“Where are we going?”
“The hospital.”
“What did your guard tell you?”
“That someone attempted to access Miles’s records twenty minutes ago.”
My pulse quickened.
“Who?”
“They used your father’s authorization.”
I stared through the rain-streaked window.
“Could it have been him?”
“Yes.”
“But you don’t think it was.”
“No.”
“Why?”
“Because the request was made from inside St. Catherine’s Hospital.”
The car moved into traffic.
I reached for my phone and called Miles.
No answer.
I called again.
Still nothing.
“He may be sleeping,” Dante said.
“He always answers when I call twice.”
I tried a third time.
The line connected.
For one second, I heard only soft static.
Then Miles spoke.
“Serena?”
Relief rushed through me so hard that my eyes closed.
“Miles. Are you all right?”
“I’m fine. Why are you whispering?”
“I’m not.”
“You sound strange.”
I looked down at the white dress beneath my stepmother’s coat.
“I left the wedding.”
There was a pause.
Then Miles exhaled.
“Good.”
I sat forward. “You knew?”
“I knew you weren’t happy.”
“Why didn’t you say anything?”
“Because you kept telling me you were doing it for yourself.”
His voice was weak, but there was no confusion in it.
“I thought maybe I was wrong,” he continued. “Then a woman came to see me.”
Dante leaned forward.
“What woman?” I asked.
“She said she was an old friend of Mom’s.”
My hand tightened around the phone.
“Is she there now?”
“No.

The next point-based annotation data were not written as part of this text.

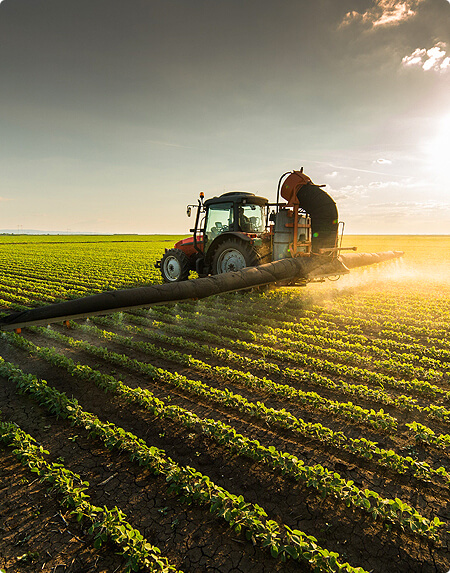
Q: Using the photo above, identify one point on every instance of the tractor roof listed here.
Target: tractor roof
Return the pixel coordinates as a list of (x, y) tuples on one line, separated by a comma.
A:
[(237, 197)]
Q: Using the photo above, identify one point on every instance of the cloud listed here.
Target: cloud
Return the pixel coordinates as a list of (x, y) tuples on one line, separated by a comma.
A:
[(384, 13), (434, 58)]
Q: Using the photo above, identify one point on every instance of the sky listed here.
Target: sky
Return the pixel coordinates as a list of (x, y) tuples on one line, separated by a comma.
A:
[(115, 114)]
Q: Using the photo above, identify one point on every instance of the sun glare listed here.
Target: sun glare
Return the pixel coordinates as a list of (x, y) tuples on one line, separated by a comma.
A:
[(438, 150)]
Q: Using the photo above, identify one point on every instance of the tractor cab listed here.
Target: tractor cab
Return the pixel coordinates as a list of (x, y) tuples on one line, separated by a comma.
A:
[(234, 230), (235, 212), (228, 235)]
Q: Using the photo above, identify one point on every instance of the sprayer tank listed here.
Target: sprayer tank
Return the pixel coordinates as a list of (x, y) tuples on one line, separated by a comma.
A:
[(284, 234)]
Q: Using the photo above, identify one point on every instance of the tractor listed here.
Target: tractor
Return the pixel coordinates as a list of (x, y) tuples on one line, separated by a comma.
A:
[(240, 229)]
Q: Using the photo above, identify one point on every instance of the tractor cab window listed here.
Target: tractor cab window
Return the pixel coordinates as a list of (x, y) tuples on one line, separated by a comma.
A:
[(219, 220), (251, 218)]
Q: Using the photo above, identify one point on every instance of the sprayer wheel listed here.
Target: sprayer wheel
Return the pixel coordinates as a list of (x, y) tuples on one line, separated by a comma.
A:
[(233, 255), (175, 266)]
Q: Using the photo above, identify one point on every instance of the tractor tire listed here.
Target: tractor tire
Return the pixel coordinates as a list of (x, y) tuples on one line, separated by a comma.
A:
[(233, 255), (175, 266)]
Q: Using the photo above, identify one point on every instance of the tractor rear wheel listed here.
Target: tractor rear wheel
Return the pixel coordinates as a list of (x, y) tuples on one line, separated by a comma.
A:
[(233, 255), (175, 266)]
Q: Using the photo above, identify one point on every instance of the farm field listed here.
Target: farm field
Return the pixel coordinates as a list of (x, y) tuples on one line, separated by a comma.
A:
[(296, 429)]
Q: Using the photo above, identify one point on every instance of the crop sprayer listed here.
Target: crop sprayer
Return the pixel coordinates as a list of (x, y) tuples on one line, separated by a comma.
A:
[(239, 241)]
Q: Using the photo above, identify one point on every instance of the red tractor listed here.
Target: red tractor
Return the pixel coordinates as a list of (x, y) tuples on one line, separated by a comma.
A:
[(239, 229)]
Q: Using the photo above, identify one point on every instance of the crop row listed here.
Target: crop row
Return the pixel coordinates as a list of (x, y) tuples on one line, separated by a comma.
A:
[(324, 481), (282, 419), (186, 482), (366, 376), (226, 355), (348, 410), (105, 523), (346, 348)]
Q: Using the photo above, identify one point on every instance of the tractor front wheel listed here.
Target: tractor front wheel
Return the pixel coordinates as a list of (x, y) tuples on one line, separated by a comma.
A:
[(175, 266), (233, 255)]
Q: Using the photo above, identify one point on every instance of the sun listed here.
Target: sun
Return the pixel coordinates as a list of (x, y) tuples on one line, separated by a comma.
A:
[(437, 149)]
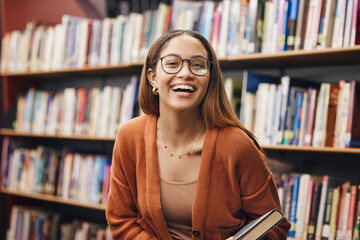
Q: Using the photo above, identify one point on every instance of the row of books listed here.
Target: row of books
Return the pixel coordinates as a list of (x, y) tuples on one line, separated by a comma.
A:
[(233, 27), (320, 207), (33, 223), (42, 170), (93, 112), (287, 111)]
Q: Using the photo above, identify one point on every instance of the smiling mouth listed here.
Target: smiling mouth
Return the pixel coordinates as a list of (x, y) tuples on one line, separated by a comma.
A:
[(183, 88)]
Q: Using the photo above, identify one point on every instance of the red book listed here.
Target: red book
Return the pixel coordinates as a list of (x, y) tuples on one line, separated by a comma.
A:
[(167, 19), (330, 125), (352, 210), (314, 210), (81, 105), (310, 118)]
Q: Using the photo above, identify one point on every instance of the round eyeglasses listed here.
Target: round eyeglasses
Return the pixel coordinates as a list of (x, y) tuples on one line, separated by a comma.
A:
[(172, 64)]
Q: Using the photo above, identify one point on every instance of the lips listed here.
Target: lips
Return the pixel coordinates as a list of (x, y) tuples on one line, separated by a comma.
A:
[(183, 88)]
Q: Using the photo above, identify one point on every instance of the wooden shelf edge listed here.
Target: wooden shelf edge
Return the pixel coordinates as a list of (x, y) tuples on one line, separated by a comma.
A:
[(311, 149), (279, 59), (13, 133), (54, 199)]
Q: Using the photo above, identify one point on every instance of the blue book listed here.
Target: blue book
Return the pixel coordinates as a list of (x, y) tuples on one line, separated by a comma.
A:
[(293, 208), (297, 117), (250, 84)]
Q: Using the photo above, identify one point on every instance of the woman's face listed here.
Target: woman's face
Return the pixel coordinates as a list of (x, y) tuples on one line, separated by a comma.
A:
[(183, 91)]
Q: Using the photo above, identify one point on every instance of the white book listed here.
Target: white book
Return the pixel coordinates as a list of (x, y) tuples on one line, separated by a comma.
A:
[(339, 24), (104, 45), (276, 118), (52, 117), (128, 39), (262, 97), (348, 22), (94, 110), (75, 176), (47, 57), (320, 117), (40, 121), (354, 21), (105, 111), (95, 43), (326, 36), (83, 43), (303, 119), (301, 205), (15, 37), (224, 28), (135, 53), (232, 46), (284, 91), (270, 105), (342, 115), (59, 47), (35, 49), (66, 181), (310, 24), (299, 24), (269, 23), (69, 111), (114, 111), (117, 36), (322, 204)]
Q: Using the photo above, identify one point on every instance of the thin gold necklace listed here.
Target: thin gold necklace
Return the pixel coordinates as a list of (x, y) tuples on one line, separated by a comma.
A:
[(172, 154)]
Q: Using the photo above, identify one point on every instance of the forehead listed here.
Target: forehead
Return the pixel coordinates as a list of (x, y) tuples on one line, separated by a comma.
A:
[(185, 46)]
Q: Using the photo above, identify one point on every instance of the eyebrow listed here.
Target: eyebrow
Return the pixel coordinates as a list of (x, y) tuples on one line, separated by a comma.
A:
[(174, 54)]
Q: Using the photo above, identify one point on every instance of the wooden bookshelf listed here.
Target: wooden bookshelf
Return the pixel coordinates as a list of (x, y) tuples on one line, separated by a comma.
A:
[(13, 133), (55, 199), (303, 58)]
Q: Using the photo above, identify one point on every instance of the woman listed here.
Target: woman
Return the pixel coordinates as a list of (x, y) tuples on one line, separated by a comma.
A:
[(187, 169)]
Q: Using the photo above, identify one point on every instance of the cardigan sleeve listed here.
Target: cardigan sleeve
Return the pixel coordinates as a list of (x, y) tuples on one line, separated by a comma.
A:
[(262, 201), (122, 215), (259, 192)]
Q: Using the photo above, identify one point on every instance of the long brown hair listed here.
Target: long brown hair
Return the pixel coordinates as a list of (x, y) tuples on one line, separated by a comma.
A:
[(216, 109)]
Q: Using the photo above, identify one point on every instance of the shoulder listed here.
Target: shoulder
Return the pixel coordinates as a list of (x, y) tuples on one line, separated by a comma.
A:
[(135, 128), (236, 138), (234, 143)]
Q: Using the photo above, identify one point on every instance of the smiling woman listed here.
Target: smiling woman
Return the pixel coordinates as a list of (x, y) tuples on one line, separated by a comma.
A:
[(187, 169)]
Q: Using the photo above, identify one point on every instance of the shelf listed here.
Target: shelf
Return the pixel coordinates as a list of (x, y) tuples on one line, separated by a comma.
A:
[(13, 133), (311, 149), (294, 58), (54, 199)]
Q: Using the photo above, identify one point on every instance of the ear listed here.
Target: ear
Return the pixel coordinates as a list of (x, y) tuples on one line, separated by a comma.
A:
[(151, 76)]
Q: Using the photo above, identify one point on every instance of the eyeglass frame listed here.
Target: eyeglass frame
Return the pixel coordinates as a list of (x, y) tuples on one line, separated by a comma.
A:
[(209, 62)]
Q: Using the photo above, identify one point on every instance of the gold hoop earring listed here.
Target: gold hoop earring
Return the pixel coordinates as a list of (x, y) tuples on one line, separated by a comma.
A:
[(155, 91)]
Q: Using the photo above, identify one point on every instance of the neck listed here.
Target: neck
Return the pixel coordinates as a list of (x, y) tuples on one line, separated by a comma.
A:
[(180, 130)]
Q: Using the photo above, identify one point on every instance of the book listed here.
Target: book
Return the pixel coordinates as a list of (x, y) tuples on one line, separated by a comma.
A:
[(260, 226)]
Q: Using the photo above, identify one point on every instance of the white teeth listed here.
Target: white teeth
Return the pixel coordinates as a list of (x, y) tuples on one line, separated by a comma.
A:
[(185, 87)]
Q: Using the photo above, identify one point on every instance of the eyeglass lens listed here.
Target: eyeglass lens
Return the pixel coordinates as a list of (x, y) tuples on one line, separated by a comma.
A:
[(172, 64)]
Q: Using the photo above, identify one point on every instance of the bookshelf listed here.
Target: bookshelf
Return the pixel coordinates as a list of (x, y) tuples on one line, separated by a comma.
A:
[(317, 65)]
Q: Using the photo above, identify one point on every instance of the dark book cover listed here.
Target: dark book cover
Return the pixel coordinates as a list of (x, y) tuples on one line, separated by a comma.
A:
[(331, 116), (314, 210)]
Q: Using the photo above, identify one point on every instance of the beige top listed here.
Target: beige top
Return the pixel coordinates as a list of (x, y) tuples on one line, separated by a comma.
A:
[(177, 200), (178, 179)]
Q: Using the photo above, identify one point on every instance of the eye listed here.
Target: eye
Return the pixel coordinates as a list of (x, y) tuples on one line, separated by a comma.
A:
[(171, 61), (198, 63)]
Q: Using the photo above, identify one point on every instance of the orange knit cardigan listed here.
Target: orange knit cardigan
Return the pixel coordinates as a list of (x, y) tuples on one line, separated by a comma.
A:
[(234, 185)]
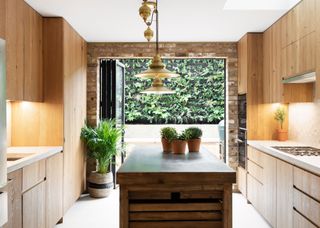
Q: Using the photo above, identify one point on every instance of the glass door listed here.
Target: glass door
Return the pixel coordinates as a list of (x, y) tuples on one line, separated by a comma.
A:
[(112, 74)]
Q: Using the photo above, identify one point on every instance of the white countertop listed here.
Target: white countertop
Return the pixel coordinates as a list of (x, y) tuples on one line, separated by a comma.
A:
[(310, 163), (36, 154)]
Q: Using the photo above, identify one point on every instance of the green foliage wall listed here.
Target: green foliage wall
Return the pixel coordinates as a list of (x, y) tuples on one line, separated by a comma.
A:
[(199, 96)]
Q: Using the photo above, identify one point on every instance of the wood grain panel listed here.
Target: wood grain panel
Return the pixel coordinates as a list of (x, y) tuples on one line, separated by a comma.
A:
[(74, 63), (242, 180), (33, 174), (54, 190), (307, 182), (2, 19), (306, 206), (300, 222), (14, 49), (191, 224), (175, 216), (14, 200), (34, 207), (138, 207), (33, 72), (284, 194)]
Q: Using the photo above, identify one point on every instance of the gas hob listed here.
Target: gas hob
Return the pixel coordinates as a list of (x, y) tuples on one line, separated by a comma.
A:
[(299, 150)]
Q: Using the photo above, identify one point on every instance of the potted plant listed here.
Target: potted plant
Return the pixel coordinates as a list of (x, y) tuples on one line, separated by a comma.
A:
[(179, 143), (280, 116), (167, 135), (193, 135), (102, 144)]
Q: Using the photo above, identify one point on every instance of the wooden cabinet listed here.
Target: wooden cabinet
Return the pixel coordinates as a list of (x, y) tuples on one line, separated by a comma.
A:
[(242, 180), (14, 49), (32, 55), (14, 200), (65, 64), (262, 183), (54, 190), (33, 212), (284, 194), (24, 52), (242, 65), (2, 19)]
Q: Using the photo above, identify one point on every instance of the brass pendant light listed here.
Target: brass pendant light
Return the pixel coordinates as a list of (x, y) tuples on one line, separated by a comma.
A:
[(157, 70)]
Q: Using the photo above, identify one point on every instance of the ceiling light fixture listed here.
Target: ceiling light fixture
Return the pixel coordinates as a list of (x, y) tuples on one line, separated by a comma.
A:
[(157, 70)]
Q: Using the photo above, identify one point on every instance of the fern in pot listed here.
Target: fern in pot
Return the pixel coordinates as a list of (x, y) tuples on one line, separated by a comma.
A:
[(193, 136), (102, 143)]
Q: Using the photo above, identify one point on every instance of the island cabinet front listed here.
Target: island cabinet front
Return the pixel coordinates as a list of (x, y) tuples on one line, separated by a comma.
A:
[(181, 191)]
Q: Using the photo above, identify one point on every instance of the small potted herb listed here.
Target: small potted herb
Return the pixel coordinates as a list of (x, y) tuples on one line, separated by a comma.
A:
[(280, 116), (167, 135), (102, 143), (193, 135), (179, 143)]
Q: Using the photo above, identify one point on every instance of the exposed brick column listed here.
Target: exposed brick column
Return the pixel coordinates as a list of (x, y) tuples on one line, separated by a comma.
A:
[(226, 50)]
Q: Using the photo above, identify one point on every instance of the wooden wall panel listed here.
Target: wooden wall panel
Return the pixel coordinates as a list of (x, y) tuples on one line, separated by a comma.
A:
[(74, 114), (2, 19), (33, 75), (15, 43)]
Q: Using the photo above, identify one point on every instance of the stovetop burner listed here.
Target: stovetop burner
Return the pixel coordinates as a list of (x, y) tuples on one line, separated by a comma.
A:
[(299, 150)]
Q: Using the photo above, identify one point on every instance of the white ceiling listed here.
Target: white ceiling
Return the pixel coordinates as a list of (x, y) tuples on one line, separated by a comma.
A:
[(180, 20)]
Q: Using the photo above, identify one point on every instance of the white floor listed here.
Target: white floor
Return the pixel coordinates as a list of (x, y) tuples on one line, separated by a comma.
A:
[(104, 213)]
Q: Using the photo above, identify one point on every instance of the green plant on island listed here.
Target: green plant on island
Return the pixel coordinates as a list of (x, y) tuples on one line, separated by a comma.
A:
[(193, 133), (168, 133), (102, 143), (280, 116)]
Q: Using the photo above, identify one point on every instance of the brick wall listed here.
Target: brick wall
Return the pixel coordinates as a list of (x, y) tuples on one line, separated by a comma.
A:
[(131, 50)]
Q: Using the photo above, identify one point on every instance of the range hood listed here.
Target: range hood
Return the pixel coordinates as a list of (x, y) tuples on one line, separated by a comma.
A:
[(304, 78)]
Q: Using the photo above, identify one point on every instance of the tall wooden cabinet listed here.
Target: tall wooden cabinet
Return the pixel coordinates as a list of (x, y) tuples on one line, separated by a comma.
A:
[(65, 64), (24, 51)]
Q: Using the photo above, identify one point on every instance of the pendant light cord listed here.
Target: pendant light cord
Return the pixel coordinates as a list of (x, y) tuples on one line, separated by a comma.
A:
[(157, 28)]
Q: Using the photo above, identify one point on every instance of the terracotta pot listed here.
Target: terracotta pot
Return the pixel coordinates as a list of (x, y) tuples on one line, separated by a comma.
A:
[(100, 185), (166, 146), (282, 135), (179, 146), (194, 145)]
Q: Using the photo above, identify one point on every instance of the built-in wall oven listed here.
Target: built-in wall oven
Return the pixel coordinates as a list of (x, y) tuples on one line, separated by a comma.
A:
[(242, 131)]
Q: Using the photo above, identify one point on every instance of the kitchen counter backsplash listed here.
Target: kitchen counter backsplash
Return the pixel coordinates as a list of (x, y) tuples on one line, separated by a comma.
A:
[(304, 123)]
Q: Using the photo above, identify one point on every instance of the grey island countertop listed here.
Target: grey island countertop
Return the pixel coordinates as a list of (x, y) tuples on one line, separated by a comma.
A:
[(200, 167)]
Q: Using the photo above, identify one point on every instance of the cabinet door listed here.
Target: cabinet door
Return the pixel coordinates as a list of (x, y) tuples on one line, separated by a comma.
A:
[(14, 200), (2, 19), (284, 194), (242, 65), (14, 49), (32, 55), (34, 207), (307, 15), (307, 53), (54, 188), (267, 65)]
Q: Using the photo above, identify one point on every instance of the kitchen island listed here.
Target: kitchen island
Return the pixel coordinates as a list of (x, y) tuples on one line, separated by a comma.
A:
[(168, 190)]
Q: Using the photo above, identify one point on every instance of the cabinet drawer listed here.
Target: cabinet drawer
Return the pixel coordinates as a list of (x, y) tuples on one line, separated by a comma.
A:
[(307, 182), (255, 192), (255, 171), (255, 155), (300, 222), (306, 206), (33, 174)]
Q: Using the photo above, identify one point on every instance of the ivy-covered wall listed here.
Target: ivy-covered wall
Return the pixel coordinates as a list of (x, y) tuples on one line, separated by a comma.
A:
[(199, 96)]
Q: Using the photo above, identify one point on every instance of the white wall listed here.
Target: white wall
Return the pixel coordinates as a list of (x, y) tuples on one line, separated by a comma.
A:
[(304, 123), (151, 133)]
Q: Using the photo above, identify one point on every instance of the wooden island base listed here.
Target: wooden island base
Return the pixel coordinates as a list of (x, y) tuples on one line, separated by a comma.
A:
[(179, 191)]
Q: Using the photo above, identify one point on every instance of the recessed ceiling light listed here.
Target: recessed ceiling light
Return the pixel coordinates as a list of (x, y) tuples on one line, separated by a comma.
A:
[(260, 4)]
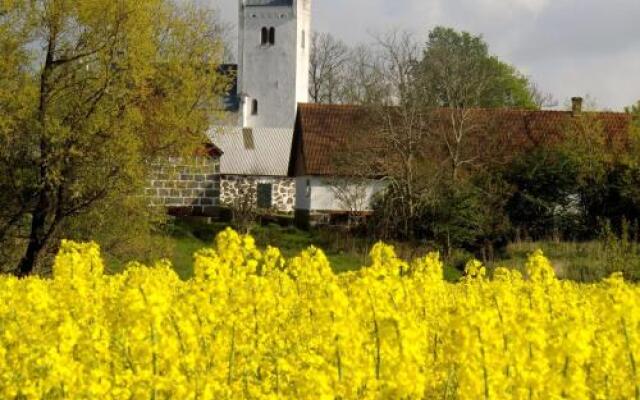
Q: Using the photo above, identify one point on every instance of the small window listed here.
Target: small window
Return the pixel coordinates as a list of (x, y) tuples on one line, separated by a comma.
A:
[(272, 36), (264, 195)]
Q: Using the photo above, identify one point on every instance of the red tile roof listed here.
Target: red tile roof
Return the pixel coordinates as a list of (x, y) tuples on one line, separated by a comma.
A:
[(322, 130)]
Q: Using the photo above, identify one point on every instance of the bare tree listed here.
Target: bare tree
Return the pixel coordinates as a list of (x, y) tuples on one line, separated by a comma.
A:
[(326, 68), (542, 99)]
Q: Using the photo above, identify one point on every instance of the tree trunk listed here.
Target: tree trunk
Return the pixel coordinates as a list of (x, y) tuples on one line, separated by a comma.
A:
[(37, 236), (39, 232)]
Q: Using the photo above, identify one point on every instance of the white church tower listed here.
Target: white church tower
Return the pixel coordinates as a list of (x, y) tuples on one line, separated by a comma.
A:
[(273, 61)]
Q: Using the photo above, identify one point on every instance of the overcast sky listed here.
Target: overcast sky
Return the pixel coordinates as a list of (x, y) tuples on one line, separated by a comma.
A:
[(569, 47)]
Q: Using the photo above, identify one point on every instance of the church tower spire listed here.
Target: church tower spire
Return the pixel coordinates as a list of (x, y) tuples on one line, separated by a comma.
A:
[(273, 60)]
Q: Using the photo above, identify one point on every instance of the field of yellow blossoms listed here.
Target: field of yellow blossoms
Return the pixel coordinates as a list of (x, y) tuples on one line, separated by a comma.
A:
[(253, 325)]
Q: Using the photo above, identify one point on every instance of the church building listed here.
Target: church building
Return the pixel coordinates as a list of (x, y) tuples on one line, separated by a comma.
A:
[(272, 78)]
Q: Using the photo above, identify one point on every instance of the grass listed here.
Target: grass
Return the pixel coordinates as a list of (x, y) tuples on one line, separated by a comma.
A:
[(189, 236), (345, 253), (579, 261)]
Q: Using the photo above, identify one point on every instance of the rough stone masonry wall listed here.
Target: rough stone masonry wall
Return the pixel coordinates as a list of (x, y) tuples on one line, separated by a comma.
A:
[(191, 185), (283, 192)]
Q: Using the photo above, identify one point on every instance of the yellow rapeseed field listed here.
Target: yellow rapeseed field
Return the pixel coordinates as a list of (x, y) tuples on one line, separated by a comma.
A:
[(253, 325)]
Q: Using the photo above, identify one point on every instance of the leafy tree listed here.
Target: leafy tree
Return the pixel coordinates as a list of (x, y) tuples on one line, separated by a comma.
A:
[(90, 91), (457, 70), (544, 200)]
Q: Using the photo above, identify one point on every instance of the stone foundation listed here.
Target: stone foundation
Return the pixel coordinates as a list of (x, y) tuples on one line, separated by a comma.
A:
[(191, 183), (283, 191)]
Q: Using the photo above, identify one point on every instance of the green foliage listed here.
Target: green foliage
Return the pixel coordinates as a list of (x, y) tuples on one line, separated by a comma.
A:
[(91, 91), (456, 217), (544, 200), (458, 70)]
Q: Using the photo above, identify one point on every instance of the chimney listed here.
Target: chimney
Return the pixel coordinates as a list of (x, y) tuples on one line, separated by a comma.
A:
[(576, 106)]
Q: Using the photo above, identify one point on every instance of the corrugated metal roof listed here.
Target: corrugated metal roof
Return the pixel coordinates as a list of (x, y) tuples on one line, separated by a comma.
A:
[(269, 2), (253, 151)]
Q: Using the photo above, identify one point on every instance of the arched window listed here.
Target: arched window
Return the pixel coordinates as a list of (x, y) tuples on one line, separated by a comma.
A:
[(272, 36)]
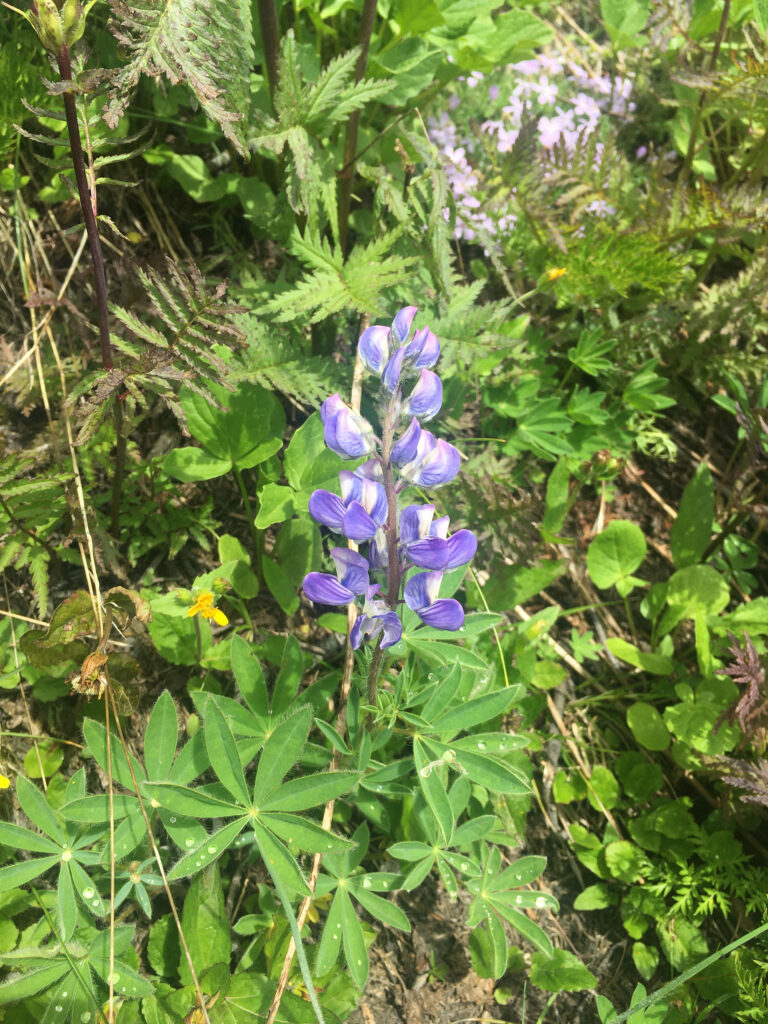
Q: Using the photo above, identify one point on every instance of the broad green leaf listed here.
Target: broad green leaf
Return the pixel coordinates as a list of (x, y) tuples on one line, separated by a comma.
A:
[(289, 679), (161, 737), (18, 838), (249, 677), (354, 943), (276, 504), (209, 850), (614, 554), (434, 792), (308, 791), (478, 710), (656, 665), (223, 754), (691, 530), (12, 876), (562, 972), (205, 925), (246, 431), (647, 726), (192, 464), (279, 861), (303, 835), (190, 803), (281, 753)]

She left something for you.”
“What?”
“A key.”
Dante and I looked at each other.
“Miles, listen to me. Do not give that key to anyone.”
“I didn’t.”
“Where is it?”
A strange silence followed.
Then my brother said, “Serena, there’s something else.”
“What?”
“The woman showed me a picture.”
My heart began to pound.
“What picture?”
“Mom.”
I looked at the photograph in my lap.
“Was it this one? Blue sweater? White house?”
“No.”
His voice lowered.
“It was taken last week.”
The city blurred beyond the window.
I could not speak.
Dante’s eyes remained fixed on me.
Miles continued carefully.
“Serena, I think Mom is alive.”
The car seemed to lose all sound.
Even the rain vanished.
I pressed the phone to my ear.
“What did the woman say?”
“She said Mom couldn’t come to the hospital yet.”
“Why not?”
“Because someone has been watching me.”
Dante signaled to the driver.
The car accelerated.
“Miles, lock your door.”
“It is locked.”
“Do not open it for anyone except me.”
“Serena—”
“Promise me.”
“I promise.”
A soft sound came through the line.
Not from Miles.
A knock.
Three measured taps.
My brother stopped breathing.
I could hear it in the silence.
“Miles?” I whispered.
Another knock came.
Then a woman’s voice spoke from the other side of his hospital-room door.
Not loud.
Not frightened.
Familiar in a way that reached across seventeen years and touched the oldest part of me.
“Miles,” she said, “it’s Eleanor. I need you to let me in before your sister arrives.”